Here’s my two sentence review of the presentation:
Commoditisation of IT and What the Future Holds by Simon Wardley: London Perl Monger and Fontango-an Simon Wardley builds on Nick Carr’s claim that IT Doesn’t Matter. Because, hey, look at the quality of customer service when everyone uses the same thing.
Copyright Regime vs. Civil Liberties by Rick Falkvinge: Rick talks about the Pirate Party in Sweden, their copyright-reform platform, and how the youth vote is going to change the world. We all know how well that works, don’t we Presidents Dean, Kerry, and Nader?
How to Ignore Marketing and Become Irrelevant in Two Easy Steps by Steve Yegge: You may know Steve as the drunken guy blogging about how much he hates Perl. He’s sober in his talk about the brand meaning of “open source”, mostly by repeating case studies of big brands such as Coke and GTE that every branding book copies from their predecesors.
Open or Closed? The Future of Search by Jimmy Wales: Wikipedia creator Jimmy Wales wants to harness the extra bandwidth out there for a free web crawler. Because if everyone on my block helps out, not only will I get slower internet service, but we’ll all get the Wikipedia equivalent of Google!
Open Source Hardware: A Start… with Phillip Torrone and someone else: Definite Star Trek level going on when they talk about 3-D printers and consumer-grade laser tools. Cool stuff, but not my cup of tea.
Open Source on the O’Reilly Radar by Tim O’Reilly: You may have heard it before, but there are a lot of first-timers at OSCON and they haven’t heard it. Have you noticed there’s free wireless?
Open Source Second Life by Philip Rosedale: Philip talks about some interesting uses of Second Life, and that there will be even more interesting uses once people invent new and crazy things with the tools they just open sourced. Didn’t that Yegge guy just say that everyone is tagging their stuff as “open source” without really getting it?
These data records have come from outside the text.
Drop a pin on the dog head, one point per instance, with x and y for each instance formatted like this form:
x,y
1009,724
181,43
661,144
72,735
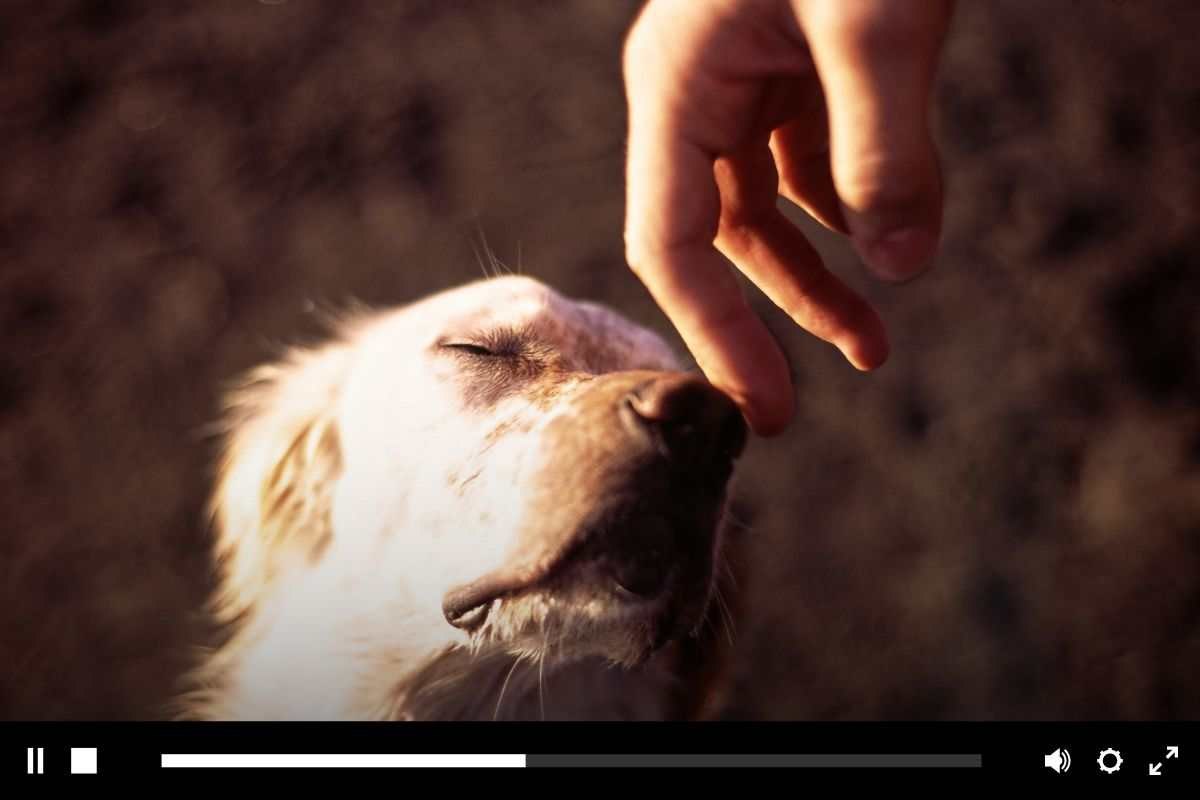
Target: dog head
x,y
493,468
Overcoming Bias by Robin Hanson: Robin says he has shocking, new information about how we are all biased, we should work to overcome it, and it’s hopeless. Hey Robin, welcome to the freshman Philosophy of Science course!
Pimp My Garbage by James Larsson: James is a hardware hacker playing with electricity and fire, literally. Lose at pong and his machine whips you with a riding crop with it’s real time hardware feedback!
Open Source Therapy by Nat Torkington: Nat plays the therapist who teaches Perl, Linux. Ruby, and other open source lessons that they should have learned from their parents. It’s not quite classic Nat because he isn’t profane, but he’s much more interesting than the people he introduces.
Transactional Memory for Concurrent Programming by Simon Peyton-Jones: Simon is the GHC guy. His talk is just like my limited experience with Haskell. It looks and sounds really, really cool, but after I walked away I realized I’d have to listen to it all again because none of it sank in.
Year in Review: Open Source at Microsoft by Bill Hilf: Bill is the Open Source Manager at Microsoft, and he’s been to every OSCON and was a former Perl programmer. He didn’t get bummed-rushed by the GPL assholes like Craig Mundie was several years ago.